Miramar Hotel and Investment Company Limited 美麗華酒店企業有限公司
- Company type: Listed company
- Industry: Hotel operations and management
- Founded: 1957; 69 years ago
- Founder: Mr. Young Chi Wan
- Headquarters: Kowloon, Hong Kong
- Area served: Hong Kong
- Key people: Chairman and CEO: Mr. Lee Shau Kee
- Parent: Henderson Land Development
- Website: Miramar Hotel and Investment Company Limited

= Miramar Hotel and Investment =

Hong Kong hotel chain company

Miramar Hotel and Investment Company Limited (Miramar Group) (美麗華酒店企業有限公司) is a group with a diversified service-oriented business portfolio comprising hotels and serviced apartments, property rental, food and beverage, and travel services in Hong Kong and mainland China.

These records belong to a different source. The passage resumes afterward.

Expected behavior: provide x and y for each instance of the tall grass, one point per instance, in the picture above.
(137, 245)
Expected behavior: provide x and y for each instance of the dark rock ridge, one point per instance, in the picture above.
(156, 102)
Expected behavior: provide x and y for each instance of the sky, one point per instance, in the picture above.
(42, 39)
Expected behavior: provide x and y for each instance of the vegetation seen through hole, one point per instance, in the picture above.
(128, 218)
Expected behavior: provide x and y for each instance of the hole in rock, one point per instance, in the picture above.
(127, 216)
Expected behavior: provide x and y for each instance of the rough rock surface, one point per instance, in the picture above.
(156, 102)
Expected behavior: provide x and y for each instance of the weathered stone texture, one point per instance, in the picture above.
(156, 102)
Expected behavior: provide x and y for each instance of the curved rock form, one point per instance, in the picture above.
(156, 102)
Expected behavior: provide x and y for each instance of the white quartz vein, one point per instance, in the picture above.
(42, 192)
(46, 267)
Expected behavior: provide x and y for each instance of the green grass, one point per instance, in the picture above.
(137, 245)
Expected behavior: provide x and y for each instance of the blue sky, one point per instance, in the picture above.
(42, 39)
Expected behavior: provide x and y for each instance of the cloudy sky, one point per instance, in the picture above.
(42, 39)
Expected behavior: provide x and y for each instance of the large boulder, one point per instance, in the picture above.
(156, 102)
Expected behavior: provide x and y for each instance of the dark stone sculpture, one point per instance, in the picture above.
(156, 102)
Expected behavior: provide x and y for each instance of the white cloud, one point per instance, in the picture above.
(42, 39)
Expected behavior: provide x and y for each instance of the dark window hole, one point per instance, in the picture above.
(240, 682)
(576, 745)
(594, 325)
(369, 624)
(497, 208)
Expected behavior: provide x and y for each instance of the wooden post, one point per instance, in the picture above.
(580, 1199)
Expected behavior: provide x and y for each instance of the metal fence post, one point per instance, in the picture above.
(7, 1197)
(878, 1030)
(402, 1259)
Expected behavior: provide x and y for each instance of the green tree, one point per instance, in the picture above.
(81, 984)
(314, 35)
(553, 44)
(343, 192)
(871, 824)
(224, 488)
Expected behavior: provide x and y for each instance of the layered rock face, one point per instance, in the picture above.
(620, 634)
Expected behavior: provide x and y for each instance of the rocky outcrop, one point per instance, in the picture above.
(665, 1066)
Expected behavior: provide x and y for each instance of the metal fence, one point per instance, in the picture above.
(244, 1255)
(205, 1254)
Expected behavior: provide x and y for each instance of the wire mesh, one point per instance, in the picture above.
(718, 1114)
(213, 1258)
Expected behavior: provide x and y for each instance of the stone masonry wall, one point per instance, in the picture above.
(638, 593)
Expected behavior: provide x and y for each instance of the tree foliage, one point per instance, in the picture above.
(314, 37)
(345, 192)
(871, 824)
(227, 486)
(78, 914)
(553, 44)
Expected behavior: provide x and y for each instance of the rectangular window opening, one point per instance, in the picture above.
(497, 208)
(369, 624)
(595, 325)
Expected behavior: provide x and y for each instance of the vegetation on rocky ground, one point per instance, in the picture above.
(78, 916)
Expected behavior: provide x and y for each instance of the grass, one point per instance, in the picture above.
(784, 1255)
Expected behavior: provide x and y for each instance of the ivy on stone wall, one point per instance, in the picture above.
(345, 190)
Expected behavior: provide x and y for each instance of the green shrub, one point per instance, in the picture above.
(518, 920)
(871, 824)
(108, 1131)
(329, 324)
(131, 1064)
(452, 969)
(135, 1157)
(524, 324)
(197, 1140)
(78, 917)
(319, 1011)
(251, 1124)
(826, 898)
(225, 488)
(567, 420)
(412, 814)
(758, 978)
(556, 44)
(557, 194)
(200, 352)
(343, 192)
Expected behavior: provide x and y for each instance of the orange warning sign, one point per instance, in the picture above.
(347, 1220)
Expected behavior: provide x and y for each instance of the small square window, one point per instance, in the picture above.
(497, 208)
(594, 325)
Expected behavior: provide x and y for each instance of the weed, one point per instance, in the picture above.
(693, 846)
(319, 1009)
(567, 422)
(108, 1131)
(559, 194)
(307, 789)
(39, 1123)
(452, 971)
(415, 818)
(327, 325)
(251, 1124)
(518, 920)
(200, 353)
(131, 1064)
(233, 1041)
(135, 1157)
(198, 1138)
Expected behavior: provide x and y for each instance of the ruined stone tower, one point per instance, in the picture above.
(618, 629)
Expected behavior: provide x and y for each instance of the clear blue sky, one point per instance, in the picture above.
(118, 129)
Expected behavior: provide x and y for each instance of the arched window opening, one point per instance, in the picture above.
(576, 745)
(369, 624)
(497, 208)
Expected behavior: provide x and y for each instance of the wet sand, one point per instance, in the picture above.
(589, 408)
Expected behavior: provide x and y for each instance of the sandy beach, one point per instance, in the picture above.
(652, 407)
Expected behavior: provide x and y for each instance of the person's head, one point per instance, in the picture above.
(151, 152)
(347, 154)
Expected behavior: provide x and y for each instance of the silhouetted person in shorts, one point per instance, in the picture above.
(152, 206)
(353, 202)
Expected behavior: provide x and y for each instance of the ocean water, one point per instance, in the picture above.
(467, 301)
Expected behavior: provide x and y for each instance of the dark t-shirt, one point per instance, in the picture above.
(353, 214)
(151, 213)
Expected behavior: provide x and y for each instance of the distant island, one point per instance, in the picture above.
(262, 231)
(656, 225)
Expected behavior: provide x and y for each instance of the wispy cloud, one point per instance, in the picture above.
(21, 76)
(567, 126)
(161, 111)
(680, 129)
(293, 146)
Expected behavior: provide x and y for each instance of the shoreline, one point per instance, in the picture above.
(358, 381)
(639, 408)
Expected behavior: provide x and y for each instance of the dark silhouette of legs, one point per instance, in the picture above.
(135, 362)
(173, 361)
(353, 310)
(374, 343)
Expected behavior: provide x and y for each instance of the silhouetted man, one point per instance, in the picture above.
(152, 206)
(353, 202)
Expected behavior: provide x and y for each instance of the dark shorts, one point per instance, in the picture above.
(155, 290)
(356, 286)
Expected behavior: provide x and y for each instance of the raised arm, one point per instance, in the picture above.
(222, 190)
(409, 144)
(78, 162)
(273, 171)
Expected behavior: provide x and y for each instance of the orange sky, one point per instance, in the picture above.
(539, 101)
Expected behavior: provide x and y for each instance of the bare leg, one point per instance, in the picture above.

Miramar Group has been listed on the Hong Kong Stock Exchange since 1970 (HKEx Stock Code: 71) and is a member of Henderson Land Group.

==History==
The group was founded in 1957 by Mr. Young Chi Wan (楊志雲) after taking over the Spanish Catholic Missions-owned hotel property on Nathan Road, Kowloon, Hong Kong. It was listed on the Hong Kong Stock Exchange in 1970. It was also a member of Hang Seng Index Constituent Stocks (blue-chip stocks) from 1974 to 1996. In 1993, it was acquired by Henderson Investment, a subsidiary of Henderson Land Development.